# converting your xd's



## myxd45

changing caliber on xd's by buying a new barrel

http://store.valueweb.com/servlet/xdguys/StoreFront

XD Service 4'' Model 9mm Conversion 
THIS BARREL IS INTERCHANGEABLE WITH THE 40 S&W AND 357 SIG

XD Tactical 5" Model 9mm Conversion 
THIS BARREL IS INTERCHANGEABLE WITH THE 40 S&W AND 357 SIG

XD 3" Sub Compact 357 Sig Conversion 
Interchangeable with .40 S&W

XD 3" Sub Compact .40 S&W 
This Barrel is Interchangeable with .357 Sig
__________________
1shot/1kill----HOAH----


----------



## Dsig1

Very interesting but the link goes nowhere. Any chance you could copy and paste it again?


----------



## BeefyBeefo

That does sound very interesting. Fix the link and I'd love to take a look at it. Thanks!

-Jeff-


----------



## myxd45

*fixed*

sorry guys , I fixed the original post link


----------



## Dsig1

Thanks my friend. Good stuff.


----------



## mikej997

*9mm conversion*

I have a xd 40 Tactical :smt023. I have never tried it and am wondering if the 9mm magazine will fit properly and all I need for the conversion is the 9mm barrel and magazine? Do I need to change the recoil spring or anything else for this to work right?
Mike


----------



## Dsig1

mikej997 said:


> I have a xd 40 Tactical :smt023. I have never tried it and am wondering if the 9mm magazine will fit properly and all I need for the conversion is the 9mm barrel and magazine? Do I need to change the recoil spring or anything else for this to work right?
> Mike


According to the site on the link, no. All you need to do is use a 9mm mag and the new barrel. Other forums have confirmed.


----------



## myxd45

*40 cal--9mm*



Dsig1 said:


> According to the site on the link, no. All you need to do is use a 9mm mag and the new barrel. Other forums have confirmed.


++1


----------



## Big Ed

myxd45 said:


> changing caliber on xd's by buying a new barrel
> 
> http://store.valueweb.com/servlet/xdguys/StoreFront
> 
> XD Service 4'' Model 9mm Conversion
> THIS BARREL IS INTERCHANGEABLE WITH THE 40 S&W AND 357 SIG
> 
> XD Tactical 5" Model 9mm Conversion
> THIS BARREL IS INTERCHANGEABLE WITH THE 40 S&W AND 357 SIG
> 
> XD 3" Sub Compact 357 Sig Conversion
> Interchangeable with .40 S&W
> 
> XD 3" Sub Compact .40 S&W
> This Barrel is Interchangeable with .357 Sig
> __________________
> 1shot/1kill----HOAH----


I was planning on buying a new Springfield XD-40 tomorrow at the gun show, would like to have the option of shooting less expensive ammo for targets and 40 cal. for carry. So, a barrel and mag and I am in business? If I buy the 40 cal. the 9mm will drop in? Thanks.


----------



## Dsig1

Big Ed said:


> I was planning on buying a new Springfield XD-40 tomorrow at the gun show, would like to have the option of shooting less expensive ammo for targets and 40 cal. for carry. So, a barrel and mag and I am in business? If I buy the 40 cal. the 9mm will drop in? Thanks.

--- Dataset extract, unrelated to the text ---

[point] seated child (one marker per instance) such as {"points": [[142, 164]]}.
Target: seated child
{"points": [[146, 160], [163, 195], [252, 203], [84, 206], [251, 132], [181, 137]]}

Has anyone actually done this yet? I've read the article on the linked site but I'm looking for a range report on this before I jump in the deep end. I have a .40 Tactical and am really interested in the 5.5" 9mm drop in barrel but I'm skeptical of how the protrusion on the 9mm barrel will align through the end hole on the .40 cal slide. Will it rest on the bottom, scrape the top or perfectly align in the middle? I don't see mention of a bushing to assure alignment so I'm a bit confused.


----------



## b-diddy

Where would a person buy the barrel alone?

I like the idea of shooting 9mm (cheaper for putting holes in paper) but I'd like to hear from someone who's tried this with success.

What's the word?


----------